Objectives: To compare the ability of standard versus enhanced models to predict future high-cost patients, especially those who move from a lower to the upper decile of per capita healthcare expenditures within 1 year-that is, 'cost bloomers'.
Design: We developed alternative models to predict being in the upper decile of healthcare expenditures in year 2 of a sample, based on data from year 1. Our 6 alternative models ranged from a standard cost-prediction model with 4 variables (ie, traditional model features), to our largest enhanced model with 1053 non-traditional model features. To quantify any increases in predictive power that enhanced models achieved over standard tools, we compared the prospective predictive performance of each model.
Participants and setting: We used the population of Western Denmark between 2004 and 2011 (2 146 801 individuals) to predict future high-cost patients and characterise high-cost patient subgroups. Using the most recent 2-year period (2010-2011) for model evaluation, our whole-population model used a cohort of 1 557 950 individuals with a full year of active residency in year 1 (2010).

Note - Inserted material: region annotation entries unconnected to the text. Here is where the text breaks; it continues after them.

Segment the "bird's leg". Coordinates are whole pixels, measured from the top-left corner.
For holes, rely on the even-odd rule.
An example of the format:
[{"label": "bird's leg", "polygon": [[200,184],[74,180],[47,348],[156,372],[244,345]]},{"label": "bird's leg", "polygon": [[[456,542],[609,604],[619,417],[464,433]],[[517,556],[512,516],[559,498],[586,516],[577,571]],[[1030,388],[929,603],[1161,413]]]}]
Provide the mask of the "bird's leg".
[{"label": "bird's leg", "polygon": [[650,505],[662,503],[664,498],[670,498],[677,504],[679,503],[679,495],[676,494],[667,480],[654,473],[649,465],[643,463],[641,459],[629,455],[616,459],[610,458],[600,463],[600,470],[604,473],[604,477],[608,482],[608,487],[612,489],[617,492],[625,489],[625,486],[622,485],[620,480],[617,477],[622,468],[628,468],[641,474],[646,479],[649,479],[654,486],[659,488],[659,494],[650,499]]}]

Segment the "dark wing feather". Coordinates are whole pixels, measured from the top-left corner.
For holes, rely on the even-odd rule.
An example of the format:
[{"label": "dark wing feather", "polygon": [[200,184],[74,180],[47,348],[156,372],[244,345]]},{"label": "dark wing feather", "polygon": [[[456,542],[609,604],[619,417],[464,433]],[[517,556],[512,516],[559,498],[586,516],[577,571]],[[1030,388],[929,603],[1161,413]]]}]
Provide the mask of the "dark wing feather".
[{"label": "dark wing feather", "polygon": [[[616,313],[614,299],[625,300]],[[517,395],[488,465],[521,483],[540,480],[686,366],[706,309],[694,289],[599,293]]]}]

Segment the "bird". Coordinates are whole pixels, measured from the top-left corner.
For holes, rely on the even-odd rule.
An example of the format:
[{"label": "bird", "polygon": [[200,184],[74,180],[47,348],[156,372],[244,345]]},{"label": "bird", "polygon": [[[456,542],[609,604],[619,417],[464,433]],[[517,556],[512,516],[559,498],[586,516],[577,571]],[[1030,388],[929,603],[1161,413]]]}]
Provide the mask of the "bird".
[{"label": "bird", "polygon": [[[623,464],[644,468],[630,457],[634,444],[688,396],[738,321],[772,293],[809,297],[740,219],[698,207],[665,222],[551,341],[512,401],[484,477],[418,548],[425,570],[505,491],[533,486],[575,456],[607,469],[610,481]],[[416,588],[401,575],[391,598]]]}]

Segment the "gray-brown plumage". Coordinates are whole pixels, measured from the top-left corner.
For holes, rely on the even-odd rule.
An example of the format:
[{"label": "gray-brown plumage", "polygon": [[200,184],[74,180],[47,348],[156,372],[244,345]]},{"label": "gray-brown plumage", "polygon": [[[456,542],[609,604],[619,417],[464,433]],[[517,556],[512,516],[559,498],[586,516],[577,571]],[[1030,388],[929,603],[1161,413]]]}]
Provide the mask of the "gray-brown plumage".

Our cost-bloom model excluded the 155 795 individuals who were already high cost at the population level in year 1, resulting in 1 402 155 individuals for prediction of cost bloomers in year 2 (2011).
Primary outcome measures: Using unseen data from a future year, we evaluated each model's prospective predictive performance by calculating the ratio of predicted high-cost patient expenditures to the actual high-cost patient expenditures in Year 2-that is, cost capture.
Results: Our best enhanced model achieved a 21% and 30% improvement in cost capture over a standard diagnosis-based model for predicting population-level high-cost patients and cost bloomers, respectively.
Conclusions: In combination with modern statistical learning methods for analysing large data sets, models enhanced with a large and diverse set of features led to better performance-especially for predicting future cost bloomers.
Keywords: high-cost patients; predictive analytics.